In a new wrinkle on CNN on Tuesday, Republicans in Las Vegas were asked to debate basically one issue — terrorism. If you were hoping to see candidates well versed in foreign policy and national security, the results were … not encouraging. There was a little substance, along with a whole lot of mush.
But for now, the horse race.
It’s been a while since the candidates last met (Nov. 10), and the nomination contest has sorted itself out quite a bit. Donald Trump is still the polling leader. Ted Cruz is now first in Iowa polls and second nationally, and appears well on his way to consolidating support from party actors who are social conservatives and perhaps all of those who are most conservative. Marco Rubio is third in the polls, but is the only real coalition-style candidate in the race, and as such is picking up support from elected officials and other party actors.
So the first question is: Did this debate allow any of the others to break through? Jeb Bush tried by taking on Trump, and Bush will probably get a fair amount of publicity from that. They butted heads over at least two extended periods, and this time Bush wasn’t a clear loser. Which doesn’t mean it will help in the polls. He’s improving, but he’s still not especially good at these things, and doesn’t quite seem to know who his intended audience might be. He has not yet adapted to a world in which Republicans don’t simply default to the nearest Bush.
As for the rest, maybe Chris Christie was able to sustain a bit of momentum in New Hampshire. If there was a sound bite that either conservative media or the “neutral” press will run with, I didn’t notice it — from him or any of the others, in the main event or the kiddie table debate. If anyone is poised to surge, it won’t be this debate that started it.
Trump was mostly subdued this time, and as always he disappeared when real policy questions were on the table. His interest is really engaged only when the conversation turns to him. Among other things, Trump’s answer to a question late in the debate made it clear he knows nothing about the U.S. nuclear weapons arsenal, which in bygone years would have been a major gaffe by a presidential candidate.
Cruz is quick on his feet and knows how to speak to a conservative audience.
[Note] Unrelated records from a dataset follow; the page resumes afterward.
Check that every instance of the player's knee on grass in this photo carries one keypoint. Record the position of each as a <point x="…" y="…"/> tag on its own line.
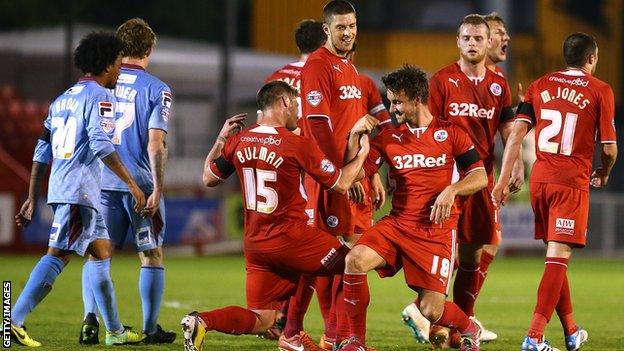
<point x="431" y="304"/>
<point x="264" y="320"/>
<point x="101" y="249"/>
<point x="152" y="257"/>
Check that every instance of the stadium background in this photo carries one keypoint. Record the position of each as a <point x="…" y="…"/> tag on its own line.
<point x="215" y="55"/>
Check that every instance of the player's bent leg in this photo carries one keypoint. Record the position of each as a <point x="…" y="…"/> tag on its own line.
<point x="37" y="287"/>
<point x="151" y="288"/>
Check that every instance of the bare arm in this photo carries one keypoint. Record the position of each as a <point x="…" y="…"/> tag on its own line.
<point x="474" y="181"/>
<point x="231" y="126"/>
<point x="517" y="173"/>
<point x="37" y="175"/>
<point x="157" y="152"/>
<point x="512" y="150"/>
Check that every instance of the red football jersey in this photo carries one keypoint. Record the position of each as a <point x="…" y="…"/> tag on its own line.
<point x="478" y="106"/>
<point x="421" y="163"/>
<point x="372" y="101"/>
<point x="568" y="110"/>
<point x="330" y="88"/>
<point x="291" y="74"/>
<point x="269" y="162"/>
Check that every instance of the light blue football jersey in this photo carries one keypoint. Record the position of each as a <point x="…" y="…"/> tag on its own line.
<point x="143" y="102"/>
<point x="77" y="139"/>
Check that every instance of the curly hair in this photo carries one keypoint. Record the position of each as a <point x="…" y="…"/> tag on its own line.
<point x="137" y="36"/>
<point x="409" y="79"/>
<point x="96" y="52"/>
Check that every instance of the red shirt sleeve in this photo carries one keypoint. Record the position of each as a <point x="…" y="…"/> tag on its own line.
<point x="436" y="97"/>
<point x="606" y="119"/>
<point x="464" y="152"/>
<point x="374" y="160"/>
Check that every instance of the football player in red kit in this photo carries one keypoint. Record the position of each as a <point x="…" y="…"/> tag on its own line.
<point x="420" y="232"/>
<point x="269" y="160"/>
<point x="570" y="111"/>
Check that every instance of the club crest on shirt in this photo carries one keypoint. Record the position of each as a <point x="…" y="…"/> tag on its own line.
<point x="332" y="221"/>
<point x="327" y="166"/>
<point x="314" y="98"/>
<point x="105" y="109"/>
<point x="496" y="89"/>
<point x="440" y="135"/>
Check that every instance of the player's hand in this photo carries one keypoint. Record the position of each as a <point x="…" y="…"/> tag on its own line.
<point x="441" y="209"/>
<point x="520" y="93"/>
<point x="364" y="125"/>
<point x="23" y="218"/>
<point x="599" y="178"/>
<point x="138" y="196"/>
<point x="151" y="205"/>
<point x="500" y="194"/>
<point x="378" y="192"/>
<point x="516" y="181"/>
<point x="233" y="125"/>
<point x="356" y="193"/>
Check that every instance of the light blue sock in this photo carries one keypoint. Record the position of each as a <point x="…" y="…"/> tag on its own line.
<point x="104" y="292"/>
<point x="151" y="287"/>
<point x="88" y="299"/>
<point x="38" y="286"/>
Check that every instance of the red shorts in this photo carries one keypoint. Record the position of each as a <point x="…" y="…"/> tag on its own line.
<point x="272" y="276"/>
<point x="479" y="221"/>
<point x="426" y="254"/>
<point x="334" y="212"/>
<point x="560" y="213"/>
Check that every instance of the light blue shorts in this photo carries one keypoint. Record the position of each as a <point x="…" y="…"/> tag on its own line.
<point x="118" y="212"/>
<point x="74" y="227"/>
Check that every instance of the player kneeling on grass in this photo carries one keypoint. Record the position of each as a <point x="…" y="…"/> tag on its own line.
<point x="73" y="139"/>
<point x="419" y="234"/>
<point x="279" y="246"/>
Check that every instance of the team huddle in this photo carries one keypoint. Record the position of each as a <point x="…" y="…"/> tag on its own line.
<point x="308" y="171"/>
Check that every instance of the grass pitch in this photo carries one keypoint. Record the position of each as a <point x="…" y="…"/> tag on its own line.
<point x="505" y="305"/>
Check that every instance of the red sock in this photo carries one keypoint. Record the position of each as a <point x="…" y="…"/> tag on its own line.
<point x="298" y="305"/>
<point x="552" y="281"/>
<point x="564" y="309"/>
<point x="230" y="320"/>
<point x="484" y="264"/>
<point x="324" y="295"/>
<point x="454" y="317"/>
<point x="465" y="287"/>
<point x="356" y="298"/>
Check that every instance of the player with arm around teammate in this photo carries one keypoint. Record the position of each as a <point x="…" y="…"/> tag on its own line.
<point x="420" y="232"/>
<point x="279" y="246"/>
<point x="74" y="141"/>
<point x="570" y="110"/>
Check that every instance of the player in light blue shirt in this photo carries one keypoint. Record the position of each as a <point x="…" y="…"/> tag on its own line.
<point x="143" y="106"/>
<point x="75" y="142"/>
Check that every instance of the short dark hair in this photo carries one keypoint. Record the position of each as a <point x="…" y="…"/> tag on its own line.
<point x="96" y="52"/>
<point x="337" y="7"/>
<point x="474" y="20"/>
<point x="493" y="17"/>
<point x="271" y="92"/>
<point x="577" y="48"/>
<point x="137" y="36"/>
<point x="409" y="79"/>
<point x="309" y="36"/>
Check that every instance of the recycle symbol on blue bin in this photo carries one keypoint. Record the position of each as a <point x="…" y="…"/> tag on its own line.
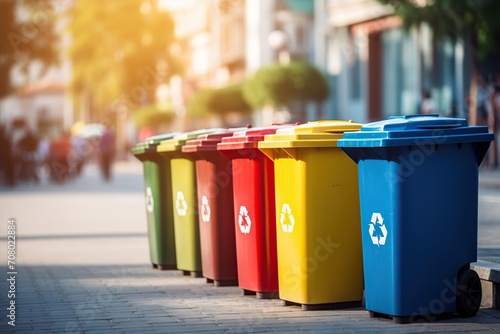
<point x="377" y="230"/>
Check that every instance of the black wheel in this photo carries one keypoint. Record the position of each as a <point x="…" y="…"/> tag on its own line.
<point x="468" y="293"/>
<point x="401" y="320"/>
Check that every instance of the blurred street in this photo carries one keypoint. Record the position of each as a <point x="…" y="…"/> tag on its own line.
<point x="83" y="266"/>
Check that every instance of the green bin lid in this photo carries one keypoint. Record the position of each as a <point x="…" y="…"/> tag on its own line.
<point x="249" y="138"/>
<point x="313" y="134"/>
<point x="208" y="142"/>
<point x="149" y="145"/>
<point x="412" y="130"/>
<point x="176" y="143"/>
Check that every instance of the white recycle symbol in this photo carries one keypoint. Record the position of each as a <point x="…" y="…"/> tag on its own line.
<point x="286" y="212"/>
<point x="205" y="209"/>
<point x="150" y="203"/>
<point x="244" y="220"/>
<point x="378" y="239"/>
<point x="180" y="204"/>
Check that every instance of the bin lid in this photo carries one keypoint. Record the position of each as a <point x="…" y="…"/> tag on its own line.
<point x="249" y="138"/>
<point x="410" y="130"/>
<point x="176" y="143"/>
<point x="149" y="145"/>
<point x="209" y="141"/>
<point x="312" y="134"/>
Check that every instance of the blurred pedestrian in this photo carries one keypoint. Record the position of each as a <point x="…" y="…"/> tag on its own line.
<point x="78" y="154"/>
<point x="27" y="149"/>
<point x="107" y="152"/>
<point x="59" y="152"/>
<point x="7" y="162"/>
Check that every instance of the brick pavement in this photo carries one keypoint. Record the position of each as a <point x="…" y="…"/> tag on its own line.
<point x="83" y="267"/>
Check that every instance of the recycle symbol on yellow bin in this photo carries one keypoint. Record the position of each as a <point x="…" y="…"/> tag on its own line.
<point x="180" y="204"/>
<point x="286" y="218"/>
<point x="150" y="203"/>
<point x="205" y="209"/>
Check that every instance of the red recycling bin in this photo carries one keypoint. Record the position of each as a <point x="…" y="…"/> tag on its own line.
<point x="254" y="211"/>
<point x="215" y="205"/>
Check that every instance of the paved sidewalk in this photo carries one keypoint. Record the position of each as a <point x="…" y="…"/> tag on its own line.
<point x="83" y="266"/>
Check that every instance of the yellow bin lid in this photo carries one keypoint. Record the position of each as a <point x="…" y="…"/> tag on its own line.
<point x="312" y="134"/>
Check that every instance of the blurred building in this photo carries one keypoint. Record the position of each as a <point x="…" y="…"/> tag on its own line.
<point x="226" y="41"/>
<point x="40" y="101"/>
<point x="376" y="69"/>
<point x="42" y="107"/>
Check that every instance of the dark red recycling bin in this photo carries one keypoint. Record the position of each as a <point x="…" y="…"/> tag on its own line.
<point x="215" y="204"/>
<point x="254" y="211"/>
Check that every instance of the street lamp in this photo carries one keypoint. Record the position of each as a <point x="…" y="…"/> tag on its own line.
<point x="278" y="41"/>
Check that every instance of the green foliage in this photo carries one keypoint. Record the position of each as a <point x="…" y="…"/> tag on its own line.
<point x="281" y="85"/>
<point x="116" y="49"/>
<point x="218" y="101"/>
<point x="27" y="33"/>
<point x="152" y="115"/>
<point x="198" y="104"/>
<point x="228" y="99"/>
<point x="475" y="19"/>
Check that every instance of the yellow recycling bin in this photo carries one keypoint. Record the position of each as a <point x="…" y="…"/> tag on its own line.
<point x="317" y="216"/>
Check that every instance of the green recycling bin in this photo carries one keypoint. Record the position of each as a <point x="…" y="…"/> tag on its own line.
<point x="158" y="196"/>
<point x="185" y="201"/>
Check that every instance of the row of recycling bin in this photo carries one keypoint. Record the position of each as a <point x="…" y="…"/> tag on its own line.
<point x="323" y="212"/>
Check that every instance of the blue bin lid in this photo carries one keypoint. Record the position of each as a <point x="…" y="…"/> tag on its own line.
<point x="411" y="130"/>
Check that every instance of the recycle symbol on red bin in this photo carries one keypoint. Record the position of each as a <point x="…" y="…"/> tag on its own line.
<point x="244" y="220"/>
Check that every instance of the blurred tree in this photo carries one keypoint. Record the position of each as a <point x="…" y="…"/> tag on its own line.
<point x="220" y="101"/>
<point x="475" y="20"/>
<point x="228" y="99"/>
<point x="281" y="85"/>
<point x="151" y="115"/>
<point x="121" y="51"/>
<point x="198" y="105"/>
<point x="27" y="34"/>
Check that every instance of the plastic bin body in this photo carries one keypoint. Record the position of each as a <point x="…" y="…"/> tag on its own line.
<point x="418" y="179"/>
<point x="158" y="199"/>
<point x="317" y="215"/>
<point x="254" y="210"/>
<point x="215" y="208"/>
<point x="185" y="203"/>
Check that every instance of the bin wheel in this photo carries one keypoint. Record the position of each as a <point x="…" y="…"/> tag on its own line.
<point x="468" y="293"/>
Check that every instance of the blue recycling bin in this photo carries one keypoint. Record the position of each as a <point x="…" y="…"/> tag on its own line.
<point x="418" y="184"/>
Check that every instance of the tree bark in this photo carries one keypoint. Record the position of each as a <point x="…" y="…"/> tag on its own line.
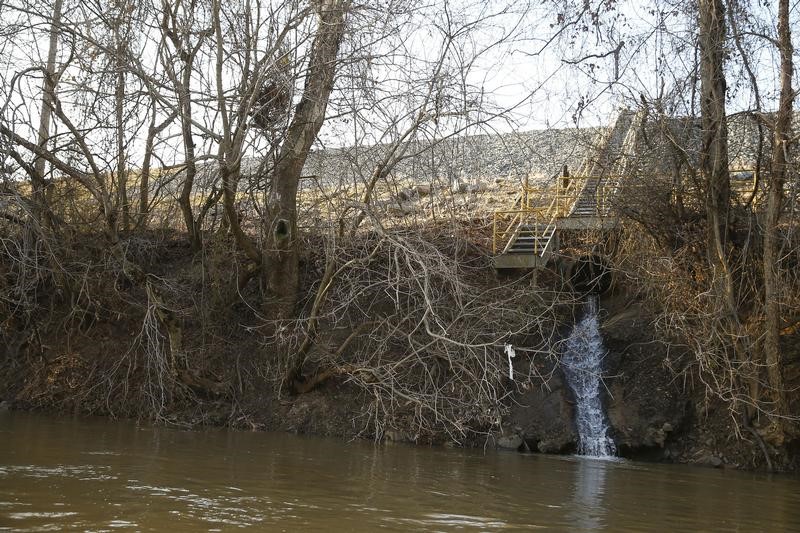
<point x="281" y="253"/>
<point x="714" y="151"/>
<point x="775" y="185"/>
<point x="38" y="184"/>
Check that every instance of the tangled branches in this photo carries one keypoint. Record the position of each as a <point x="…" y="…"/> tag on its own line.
<point x="416" y="324"/>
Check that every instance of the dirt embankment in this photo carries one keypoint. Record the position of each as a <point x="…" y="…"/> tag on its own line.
<point x="88" y="358"/>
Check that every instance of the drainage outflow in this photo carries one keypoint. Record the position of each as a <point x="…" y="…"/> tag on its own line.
<point x="582" y="363"/>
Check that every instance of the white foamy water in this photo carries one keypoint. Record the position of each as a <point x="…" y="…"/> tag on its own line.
<point x="582" y="362"/>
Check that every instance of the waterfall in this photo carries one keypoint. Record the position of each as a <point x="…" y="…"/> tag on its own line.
<point x="582" y="367"/>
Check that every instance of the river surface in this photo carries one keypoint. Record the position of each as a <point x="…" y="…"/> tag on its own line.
<point x="97" y="475"/>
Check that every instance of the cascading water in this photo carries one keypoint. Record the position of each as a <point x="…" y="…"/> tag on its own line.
<point x="582" y="366"/>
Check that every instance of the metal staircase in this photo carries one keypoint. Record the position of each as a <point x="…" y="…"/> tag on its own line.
<point x="582" y="201"/>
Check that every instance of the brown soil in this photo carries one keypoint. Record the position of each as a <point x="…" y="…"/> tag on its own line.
<point x="81" y="359"/>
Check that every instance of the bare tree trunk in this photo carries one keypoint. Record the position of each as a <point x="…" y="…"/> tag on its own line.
<point x="119" y="103"/>
<point x="48" y="88"/>
<point x="714" y="152"/>
<point x="281" y="254"/>
<point x="780" y="149"/>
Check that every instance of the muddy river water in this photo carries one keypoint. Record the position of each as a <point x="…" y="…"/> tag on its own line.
<point x="73" y="474"/>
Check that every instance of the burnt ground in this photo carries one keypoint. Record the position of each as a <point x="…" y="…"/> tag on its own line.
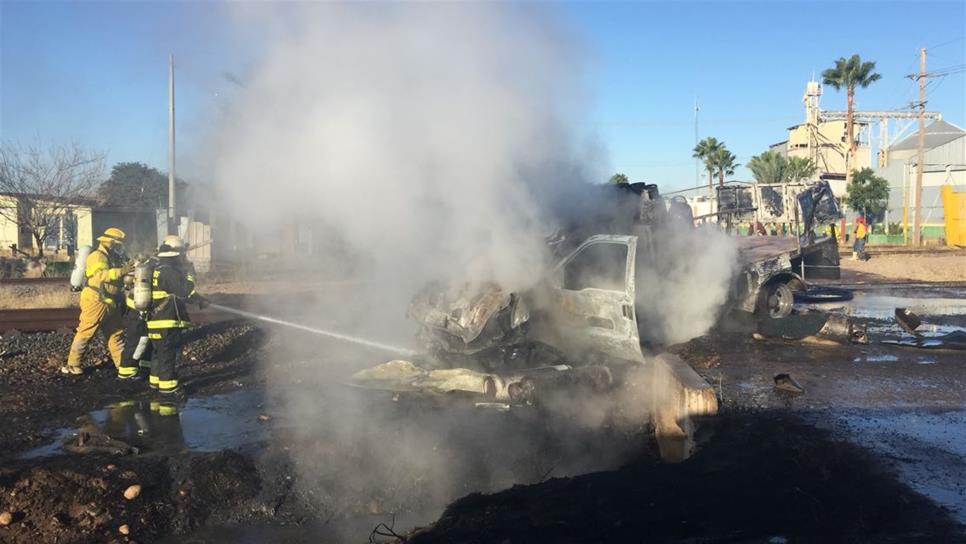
<point x="857" y="457"/>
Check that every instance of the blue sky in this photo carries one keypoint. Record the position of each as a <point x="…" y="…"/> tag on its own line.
<point x="96" y="72"/>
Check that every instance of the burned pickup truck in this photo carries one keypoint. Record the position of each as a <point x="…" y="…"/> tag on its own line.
<point x="595" y="309"/>
<point x="597" y="321"/>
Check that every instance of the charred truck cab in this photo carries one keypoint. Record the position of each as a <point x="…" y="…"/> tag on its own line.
<point x="582" y="327"/>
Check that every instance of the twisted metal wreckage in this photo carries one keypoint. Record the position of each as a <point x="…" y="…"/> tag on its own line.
<point x="582" y="327"/>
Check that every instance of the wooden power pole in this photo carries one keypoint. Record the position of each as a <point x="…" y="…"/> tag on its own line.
<point x="920" y="152"/>
<point x="172" y="215"/>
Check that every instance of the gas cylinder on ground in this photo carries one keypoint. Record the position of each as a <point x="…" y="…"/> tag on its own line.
<point x="143" y="275"/>
<point x="78" y="275"/>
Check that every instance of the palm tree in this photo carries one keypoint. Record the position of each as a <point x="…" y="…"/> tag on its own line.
<point x="799" y="169"/>
<point x="723" y="162"/>
<point x="618" y="179"/>
<point x="769" y="167"/>
<point x="850" y="73"/>
<point x="705" y="149"/>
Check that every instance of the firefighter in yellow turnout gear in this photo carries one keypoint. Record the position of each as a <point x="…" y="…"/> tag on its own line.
<point x="100" y="300"/>
<point x="173" y="287"/>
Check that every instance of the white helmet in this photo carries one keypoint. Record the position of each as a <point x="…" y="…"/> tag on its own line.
<point x="171" y="246"/>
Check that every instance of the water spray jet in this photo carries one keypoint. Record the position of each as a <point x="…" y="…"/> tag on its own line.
<point x="314" y="330"/>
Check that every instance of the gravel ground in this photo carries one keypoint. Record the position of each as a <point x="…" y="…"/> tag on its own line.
<point x="946" y="266"/>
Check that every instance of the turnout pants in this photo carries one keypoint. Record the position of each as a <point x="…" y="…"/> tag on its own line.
<point x="137" y="347"/>
<point x="96" y="316"/>
<point x="166" y="344"/>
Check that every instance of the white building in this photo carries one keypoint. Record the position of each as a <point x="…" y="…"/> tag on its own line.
<point x="945" y="163"/>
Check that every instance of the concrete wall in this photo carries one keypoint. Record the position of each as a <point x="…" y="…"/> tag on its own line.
<point x="900" y="172"/>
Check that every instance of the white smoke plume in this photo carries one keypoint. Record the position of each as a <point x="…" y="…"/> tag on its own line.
<point x="432" y="139"/>
<point x="682" y="296"/>
<point x="423" y="134"/>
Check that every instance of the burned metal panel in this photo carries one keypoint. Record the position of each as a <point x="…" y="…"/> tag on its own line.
<point x="738" y="200"/>
<point x="771" y="203"/>
<point x="468" y="318"/>
<point x="587" y="321"/>
<point x="758" y="273"/>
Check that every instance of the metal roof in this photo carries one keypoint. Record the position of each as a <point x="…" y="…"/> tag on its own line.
<point x="937" y="133"/>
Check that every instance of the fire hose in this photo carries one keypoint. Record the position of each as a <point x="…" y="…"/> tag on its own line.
<point x="322" y="332"/>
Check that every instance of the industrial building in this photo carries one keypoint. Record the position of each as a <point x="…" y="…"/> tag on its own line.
<point x="944" y="162"/>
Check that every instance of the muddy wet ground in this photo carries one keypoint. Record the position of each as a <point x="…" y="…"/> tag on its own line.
<point x="271" y="446"/>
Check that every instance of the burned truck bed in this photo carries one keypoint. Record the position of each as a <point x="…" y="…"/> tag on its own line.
<point x="582" y="325"/>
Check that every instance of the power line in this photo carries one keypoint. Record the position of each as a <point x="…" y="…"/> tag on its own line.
<point x="954" y="40"/>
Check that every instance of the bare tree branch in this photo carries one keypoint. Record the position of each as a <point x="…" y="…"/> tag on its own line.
<point x="45" y="183"/>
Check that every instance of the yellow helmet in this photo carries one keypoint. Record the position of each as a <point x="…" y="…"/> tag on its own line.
<point x="112" y="235"/>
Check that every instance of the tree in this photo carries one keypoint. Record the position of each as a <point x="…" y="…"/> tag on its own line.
<point x="705" y="149"/>
<point x="769" y="167"/>
<point x="618" y="179"/>
<point x="868" y="193"/>
<point x="799" y="169"/>
<point x="773" y="167"/>
<point x="723" y="163"/>
<point x="850" y="73"/>
<point x="46" y="184"/>
<point x="137" y="185"/>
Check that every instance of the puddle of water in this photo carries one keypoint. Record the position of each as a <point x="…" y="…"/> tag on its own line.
<point x="876" y="358"/>
<point x="201" y="424"/>
<point x="354" y="528"/>
<point x="928" y="448"/>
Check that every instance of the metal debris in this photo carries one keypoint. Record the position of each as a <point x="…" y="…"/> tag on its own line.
<point x="784" y="382"/>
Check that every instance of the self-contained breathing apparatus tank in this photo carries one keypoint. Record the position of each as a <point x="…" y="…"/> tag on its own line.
<point x="78" y="276"/>
<point x="143" y="276"/>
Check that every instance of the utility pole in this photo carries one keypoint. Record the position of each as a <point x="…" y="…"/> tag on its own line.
<point x="920" y="152"/>
<point x="697" y="161"/>
<point x="172" y="215"/>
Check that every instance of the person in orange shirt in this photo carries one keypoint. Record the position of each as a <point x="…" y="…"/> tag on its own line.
<point x="860" y="231"/>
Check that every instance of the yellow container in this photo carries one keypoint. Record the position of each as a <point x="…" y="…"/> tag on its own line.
<point x="954" y="207"/>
For his first debate as a potential target, he did fine. However, if Rubio wants to set up a dividing line to portray Cruz as a “dove” (or isolationist) alongside Rand Paul, the evening couldn’t have worked out better. During the matinee debate, Lindsey Graham constantly lumped Paul and Cruz together, and in prime time Paul repeatedly jumped in to take Cruz’s side. If Rubio is correct about where the Republican Party is, he’s going to pick up a lot of support from Republican foreign policy professionals.
Rubio did nothing to spark any progress in the polls, but also nothing to scare party actors away from continuing their slow march toward him. In previous contests, it’s been a good bet that where the bulk of the party actors are, the voters will eventually follow. Rubio also, for whatever it’s worth, does actually demonstrate knowledge about foreign policy and national security (or at least substantive talking points). Whether the policies he advocates are good ideas or not, he doesn’t settle for repeating that the U.S. strategy should be “winning,” and he doesn’t pretend that saying a few magic words will defeat Islamic State.
As for Wolf Blitzer and the other moderators: They did a good job of pushing for substance, and that’s all we can ask.